On May 23, 2018, the Gansu Provincial Food and Drug Administration, operating under China's National Medical Products Administration (NMPA) framework, issued an announcement detailing the results of targeted supervision and sampling inspections. The inspections, conducted throughout the province, focused on traditional Chinese medicine decoction pieces with a history of non-compliance, prominent issues of adulteration, counterfeiting, or improper processing techniques such as dyeing, weight alteration, or sulfur fumigation. The regulatory framework for these inspections included the "Drug Administration Law of the Republic of China," its implementing regulations, and the "Chinese Pharmacopoeia" (2010 and 2015 editions). A total of 29 batches of traditional Chinese medicine decoction pieces, originating from various manufacturers including Gansu Longxi Baibao Pharmaceutical Co., Ltd., Taiantang (Bozhou) Traditional Chinese Medicine Pieces Co., Ltd., and Bozhou Xinghe Pharmaceutical Co., Ltd., were found to be substandard. Main violations encompassed failures in "Properties," "Inspection," "Identification," "Content Determination," "Extractives," "Characteristics," "Total Ash," and "Appearance," indicating significant quality control deficiencies. In response, relevant food and drug administration departments initiated control measures, including sealing and seizing the substandard products.

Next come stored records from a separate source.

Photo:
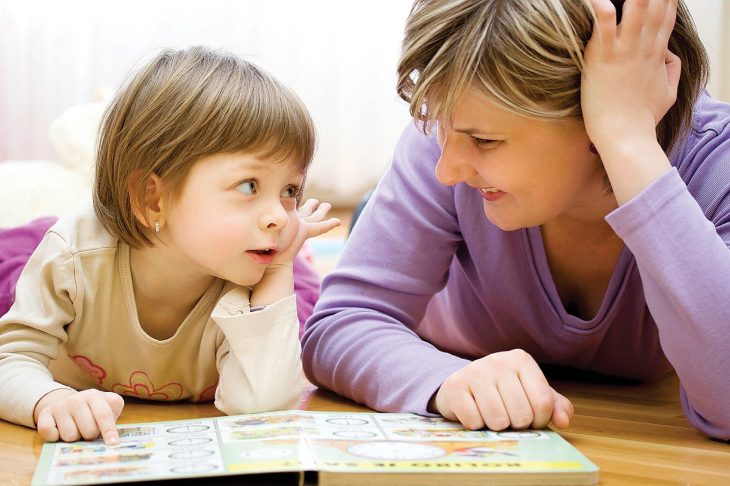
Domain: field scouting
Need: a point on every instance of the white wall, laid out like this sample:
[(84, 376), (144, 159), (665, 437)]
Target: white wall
[(339, 56), (712, 18)]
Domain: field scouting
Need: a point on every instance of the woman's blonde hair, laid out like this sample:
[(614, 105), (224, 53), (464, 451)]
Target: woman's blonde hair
[(525, 55), (179, 107)]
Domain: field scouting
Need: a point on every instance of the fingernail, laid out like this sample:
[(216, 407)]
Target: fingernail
[(113, 438)]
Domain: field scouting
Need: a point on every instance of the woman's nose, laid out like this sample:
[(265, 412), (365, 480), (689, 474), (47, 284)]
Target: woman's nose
[(452, 166)]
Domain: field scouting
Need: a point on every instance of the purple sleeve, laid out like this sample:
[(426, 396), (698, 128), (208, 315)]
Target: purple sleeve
[(360, 342), (684, 262), (306, 286)]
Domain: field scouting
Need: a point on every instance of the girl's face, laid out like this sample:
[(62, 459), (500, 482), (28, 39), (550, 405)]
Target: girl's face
[(234, 213), (528, 171)]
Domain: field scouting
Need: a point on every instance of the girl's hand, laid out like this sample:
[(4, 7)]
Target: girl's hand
[(630, 77), (71, 415), (311, 223), (502, 390)]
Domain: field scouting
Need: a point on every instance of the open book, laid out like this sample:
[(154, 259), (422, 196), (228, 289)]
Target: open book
[(342, 448)]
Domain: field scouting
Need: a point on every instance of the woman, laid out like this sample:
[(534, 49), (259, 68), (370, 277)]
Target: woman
[(602, 168)]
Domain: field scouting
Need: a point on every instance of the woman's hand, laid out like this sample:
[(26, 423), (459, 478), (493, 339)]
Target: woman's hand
[(630, 77), (71, 415), (502, 390)]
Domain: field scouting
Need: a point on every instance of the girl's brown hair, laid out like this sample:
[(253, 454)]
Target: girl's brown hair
[(525, 55), (179, 107)]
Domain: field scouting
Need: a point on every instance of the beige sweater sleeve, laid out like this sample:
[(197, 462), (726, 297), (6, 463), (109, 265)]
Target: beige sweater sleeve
[(33, 328), (259, 361)]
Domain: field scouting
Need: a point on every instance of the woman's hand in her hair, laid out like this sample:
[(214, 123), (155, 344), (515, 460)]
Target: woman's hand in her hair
[(630, 77), (312, 222), (502, 390), (71, 415)]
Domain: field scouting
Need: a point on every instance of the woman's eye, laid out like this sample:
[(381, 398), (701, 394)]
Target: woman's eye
[(247, 187), (484, 142), (291, 191)]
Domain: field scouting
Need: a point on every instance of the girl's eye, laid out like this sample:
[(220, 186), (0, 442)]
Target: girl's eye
[(248, 187), (291, 191), (484, 142)]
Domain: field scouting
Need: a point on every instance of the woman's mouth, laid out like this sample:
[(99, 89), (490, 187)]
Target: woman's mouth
[(263, 256)]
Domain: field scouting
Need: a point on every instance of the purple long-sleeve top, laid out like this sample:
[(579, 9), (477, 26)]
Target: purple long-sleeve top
[(426, 283)]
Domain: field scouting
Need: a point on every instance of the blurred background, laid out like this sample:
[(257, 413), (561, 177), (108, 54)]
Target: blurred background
[(339, 56)]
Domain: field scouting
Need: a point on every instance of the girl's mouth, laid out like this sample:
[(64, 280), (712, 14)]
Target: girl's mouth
[(491, 193), (263, 256)]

Sampled units were mandated to suspend sales and use, and to rectify the issues. Additionally, municipal and prefecture-level authorities were directed to investigate and prosecute illegal activities under Articles 73, 74, and 75 of the Drug Administration Law. They are required to publicize handling results for implicated enterprises within three months and report findings to the Provincial Bureau, ensuring public safety and regulatory compliance.